Once a clamor penetrated the thick walls, brutal shouts and cries from the street. Rendra bustled into the room just when Elayne had decided to go down and see for herself what it was. “Some little trouble outside. Do not disturb yourself. Bayle Domon’s men, they keep it away from us, yes. I did not want you to worry.”
“A riot here?” Nynaeve said sharply. The immediate neighborhood of the inn had been one of the few calm areas in the city.
“Not to worry,” Rendra said soothingly. “Perhaps they want food. I will tell them where Bayle Domon’s soup kitchen is, and they will go away.”
The noise did die down after a while, and Rendra sent up some wine. Not until the serving man was leaving, with a sulky look on his face, did Elayne realize it was the young man with the beautiful brown eyes. The man had begun reacting to her coldest stares as if they were smiles. Did the fool think she had time to notice him now?
Waiting and pacing, pacing and waiting. Cerindra turned out to be a tirewoman dismissed for theft; not at all grateful for not being imprisoned, she would make any accusation against Amathera that was suggested to her. A fellow who claimed to have proof that Amathera was Aes Sedai and Black Ajah also claimed that the same documents proved King Andric the Dragon Reborn. The group of women whom Amathera used to meet in secret were friends Andric despised, and the shocking discovery that she financed several smuggling craft led nowhere. Almost every noble but the King himself had a finger in smuggling. Every trail ended that way. The worst Thom could discover was that Amathera had convinced two handsome young lords that each was the true love of her life and Andric only a means to an end. On the other hand, she had given audiences in the Panarch’s Palace to various lords, both alone and in company with various women recognizable as Liandrin and others on the list, and reportedly asked and accepted their advice for her decisions. Ally, or captive?
When Juilin came back, a good three hours after sunset, spinning a
thumb-thick staff of ridged wood and muttering about some pale-haired fellow who had tried to rob him, Thom and Domon were already slumped disconsolately at the table with Egeanin.
“This will be Falme again,” Domon growled at the air. The stout cudgel he had acquired somewhere lay in front of him, and he wore a short sword at his belt now. “Aes Sedai. The Black Ajah. Meddling with the Panarch. If we do no find something tomorrow, I do mean to take myself out of Tanchico. The next day for certain, if my own sister do ask me to stay!”
“Tomorrow,” Thom said wearily, elbows on the table and chin on fists. “I am too tired to think straight any longer. I found myself listening to a laundryman from the Panarch’s Palace who claims he has heard Amathera singing bawdy songs, the sort you hear in the roughest taverns on the docks. I actually listened to him.”
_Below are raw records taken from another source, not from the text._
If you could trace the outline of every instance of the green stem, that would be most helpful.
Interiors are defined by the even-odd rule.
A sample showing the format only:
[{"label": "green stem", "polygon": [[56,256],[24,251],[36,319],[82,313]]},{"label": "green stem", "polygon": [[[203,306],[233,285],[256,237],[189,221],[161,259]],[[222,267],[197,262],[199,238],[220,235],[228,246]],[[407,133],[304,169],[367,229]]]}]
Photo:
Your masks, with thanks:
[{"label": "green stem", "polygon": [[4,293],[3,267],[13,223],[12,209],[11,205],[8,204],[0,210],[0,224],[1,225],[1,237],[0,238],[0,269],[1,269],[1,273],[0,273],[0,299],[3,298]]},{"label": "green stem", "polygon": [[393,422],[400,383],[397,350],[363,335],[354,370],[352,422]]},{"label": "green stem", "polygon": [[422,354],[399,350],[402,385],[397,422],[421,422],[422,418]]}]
“For me,” Juilin said, reversing a chair to straddle it, “I mean to look on tonight. I found a roofman who says the woman he keeps company with was another of Amathera’s tirewomen. According to him, Amathera discharged all of her tirewomen without warning the same evening she was invested Panarch. He will take me to talk with her after he finishes some business of his own at a merchant’s house.”
Nynaeve moved to the end of the table, fists on hips. “You will not be going anywhere tonight, Juilin. The three of you will be taking turns guarding our door.” The men protested volubly, of course, all together.
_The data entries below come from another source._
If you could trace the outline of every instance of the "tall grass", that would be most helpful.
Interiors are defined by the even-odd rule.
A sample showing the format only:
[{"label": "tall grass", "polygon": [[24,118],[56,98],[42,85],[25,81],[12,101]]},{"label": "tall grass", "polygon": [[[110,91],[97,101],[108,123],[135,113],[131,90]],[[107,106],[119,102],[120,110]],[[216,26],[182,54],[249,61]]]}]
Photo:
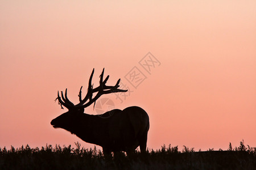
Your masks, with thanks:
[{"label": "tall grass", "polygon": [[28,145],[10,150],[0,148],[0,169],[255,169],[256,147],[240,146],[226,151],[195,152],[193,148],[165,145],[142,154],[117,153],[104,158],[101,150],[46,144],[41,148]]}]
“I do have my own trade to keep up, and if I must spend my days asking questions for you … .”
“Mistress al’Meara, this woman is the first person I have found who’s actually seen Amathera since she was raised … .”
“Nynaeve, I’ll hardly be able to
find
a rumor tomorrow, much less trace it, if I spend the night playing at … .”
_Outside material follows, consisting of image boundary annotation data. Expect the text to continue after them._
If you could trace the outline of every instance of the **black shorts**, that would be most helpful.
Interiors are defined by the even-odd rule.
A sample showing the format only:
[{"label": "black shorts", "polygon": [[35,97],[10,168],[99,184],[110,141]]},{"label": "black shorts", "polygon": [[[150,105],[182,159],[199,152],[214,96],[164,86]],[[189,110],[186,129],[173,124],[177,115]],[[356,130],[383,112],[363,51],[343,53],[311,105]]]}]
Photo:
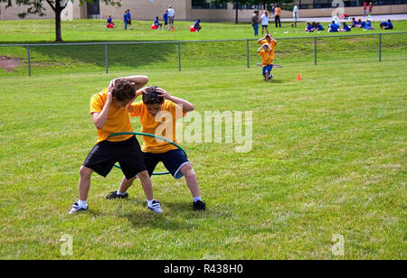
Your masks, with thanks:
[{"label": "black shorts", "polygon": [[147,170],[136,136],[120,142],[102,141],[97,144],[89,153],[83,166],[106,177],[116,162],[119,163],[128,180]]},{"label": "black shorts", "polygon": [[173,177],[176,180],[179,180],[184,177],[184,174],[180,171],[181,167],[183,167],[185,164],[189,163],[186,156],[179,149],[168,151],[162,153],[143,153],[144,161],[150,176],[156,169],[156,164],[161,162],[163,162],[164,166],[166,166],[166,170],[168,170],[168,171],[173,175]]}]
She let them argue themselves out. When they began to trail off, obviously thinking her convinced, she said, “Since we have nowhere else to keep the Seanchan woman, she will have to sleep with us. Elayne, will you ask Rendra to have a pallet made up? On the floor will do nicely.” Egeanin glanced at her, but said nothing.
The men were neatly boxed; either they refused flatly, and openly broke their word to do as Nynaeve said, or else argued on, sounding as if they were whining. They glowered and spluttered—and acquiesced.
Rendra was clearly surprised they requested only a pallet, but accepted the tale that Egeanin feared to risk the streets at night. She did look miffed when Thom seated himself in the hall beside their door. “Those fellows,
they did not get inside however hard they tried. I told you the soup kitchen would take them away, yes? Guests at the Three Plum Court have no need for the bodyguards on their rooms.”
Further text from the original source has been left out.